EDIT: There was some very annoying wisling when PowerSaving were turned on of KT-133, so I had to turn it off   :Crying or Very sad:  . At the end, it's better to make T-bird suffer a little bit then my ears...Last edited by tnt on Mon Sep 20, 2004 1:39 am; edited 1 time in total

----------

## Safrax

This little feature is called the C2 Disconnect Bit.  All Athlon motherboards have the feature but the register that is used to enable or disable it is different on each northbridge chipset type.  For nforce 2 motherboards its usually register 6F set to 1F.

----------

## tnt

Are there any "contraindications"  :Question: 

----------

## Safrax

 *tnt wrote:*   

> Are there any "contraindications" 

 

Contradictions and I'm not sure what you mean.  There usually aren't any problems with it other than the squeal you described although hard locking has been reported and other "Weirdness" but mainly on older chipsets.

----------

## tnt

KT-133 is realy very old...

English is not my native language, but I've found this:

 *Quote:*   

> Main Entry: con·tra·in·di·ca·tion
> 
> Pronunciation: -"in-d&-'kA-sh&n
> 
> Function: noun
> ...

 

Anyway, thank you for information.
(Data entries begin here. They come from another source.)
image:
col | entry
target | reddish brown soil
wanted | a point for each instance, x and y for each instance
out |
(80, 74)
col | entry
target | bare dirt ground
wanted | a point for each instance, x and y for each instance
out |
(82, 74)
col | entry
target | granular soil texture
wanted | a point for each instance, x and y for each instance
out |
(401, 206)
I've turned PowerSavig off on my old KT-133 and kept it running on KT-600 without any complains (so far)...   :Rolling Eyes: 

----------

## Safrax

 *tnt wrote:*   

> KT-133 is realy very old...
> 
> English is not my native language, but I've found this:
> 
>  *Quote:*   Main Entry: con·tra·in·di·ca·tion
> ...

 

AFAIK there is nothing that would make using this inadvisable.

Also sorry about correcting you.

----------

## tnt

 *Quote:*   

> Also sorry about correcting you.

 

No problem! I'm very unshure in English and this made me to check once more for that word. That was usefull - now I'll remember it and be sure about it.  :Laughing: 

So far I've seen only good side of this PowerSaving and temperature lowering, and if there's no bed side of it I wonder why it's not turned on by default?
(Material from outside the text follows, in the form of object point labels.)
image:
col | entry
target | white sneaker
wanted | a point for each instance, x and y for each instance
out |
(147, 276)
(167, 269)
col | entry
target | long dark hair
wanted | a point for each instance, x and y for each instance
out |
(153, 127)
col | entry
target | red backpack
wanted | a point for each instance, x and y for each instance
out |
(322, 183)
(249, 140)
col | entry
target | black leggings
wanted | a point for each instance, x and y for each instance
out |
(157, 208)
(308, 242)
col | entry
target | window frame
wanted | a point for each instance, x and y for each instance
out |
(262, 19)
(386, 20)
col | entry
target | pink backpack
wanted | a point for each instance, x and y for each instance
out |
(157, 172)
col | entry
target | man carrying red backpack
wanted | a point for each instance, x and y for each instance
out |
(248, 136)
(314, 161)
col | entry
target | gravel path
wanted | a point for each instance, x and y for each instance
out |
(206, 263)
It would be great to check your chipset type in kernel configuration (near ACPI support) and to get this working without boot scripts  :Idea: 

----------

## Safrax

 *tnt wrote:*   

>  *Quote:*   Also sorry about correcting you. 
> 
> No problem! I'm very unshure in English and this made me to check once more for that word. That was usefull - now I'll remember it and be sure about it. 
> 
> So far I've seen only good side of this PowerSaving and temperature lowering, and if there's no bed side of it I wonder why it's not turned on by default?
> ...

 

There is a potential for a hard lock when this feature is on hence why it's never turned on by default.  But that chance is mainly with older motherboards or poorly built motherboards.
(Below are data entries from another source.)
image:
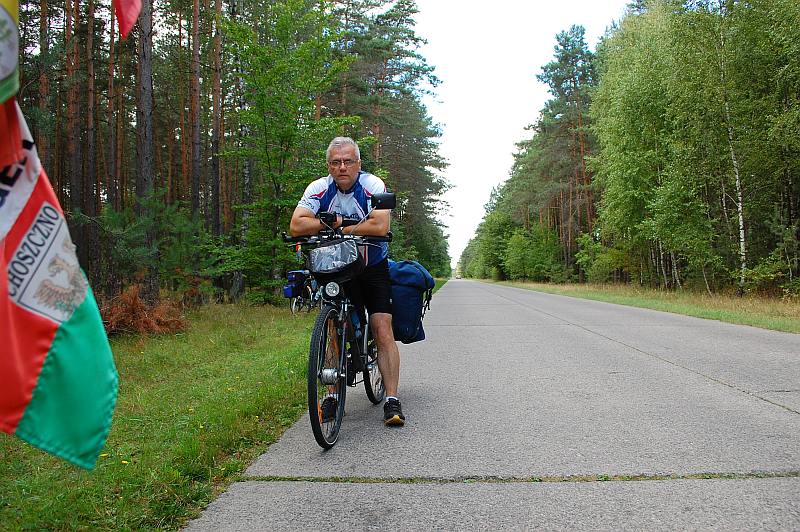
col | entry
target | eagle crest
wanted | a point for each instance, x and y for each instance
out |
(63, 298)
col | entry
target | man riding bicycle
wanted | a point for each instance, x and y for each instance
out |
(345, 191)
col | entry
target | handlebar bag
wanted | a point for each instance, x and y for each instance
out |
(412, 288)
(336, 260)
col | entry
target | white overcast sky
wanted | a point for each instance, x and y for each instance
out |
(487, 55)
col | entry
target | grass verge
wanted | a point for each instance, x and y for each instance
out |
(766, 313)
(194, 409)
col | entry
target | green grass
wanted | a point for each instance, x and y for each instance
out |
(766, 313)
(194, 409)
(439, 283)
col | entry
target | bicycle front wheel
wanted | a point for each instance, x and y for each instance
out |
(327, 371)
(295, 304)
(308, 298)
(373, 381)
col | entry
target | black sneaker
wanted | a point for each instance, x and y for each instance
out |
(351, 372)
(393, 414)
(328, 409)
At one time it was enabled by default in the linux kernel until people with poorly designed motherboards complained about lockups and squealing from the soundcard.

----------

## MrApples

i could be wrong, but isnt this the same as athcool?

----------

## Safrax

 *MrApples wrote:*   

> i could be wrong, but isnt this the same as athcool?

 

Probably.

----------

## MrApples

yeah im pretty sure it is, it would be easier to just emerge athcool

----------

## PrakashP

And safer too...

NForce2 users should be aware that the C2 Disconnect bug could strike you it you don't update another register, as well (unless your bios does thi.) The kernel fixes the porblem only if disconnect is already activated. But you can tell the kernel to always enable fixed c2 disconnect on nforce2 it you properly edit the file pci-fixup.c in the kernel sources in arch/i386/pci, IIRC.

----------

## tnt

 *Safrax wrote:*   

>  *tnt wrote:*    *Quote:*   Also sorry about correcting you. 
> 
> No problem! I'm very unshure in English and this made me to check once more for that word. That was usefull - now I'll remember it and be sure about it. 
> 
> So far I've seen only good side of this PowerSaving and temperature lowering, and if there's no bed side of it I wonder why it's not turned on by default?
> ...

 

Well, I'm so confused: 

Why chipset makers don't keep this option turned ON on the chipsets that fully support it? They have to know which is good for that and wich is not - they are making them! 

 :Laughing: 

----------

## Safrax

AMD doesn't recommend it on K7 platforms due to the sound squealing and the potential for lockups.  Some motherboards support the feature via a BIOS option like my Abit AN7 (although the last bios update broke it).

----------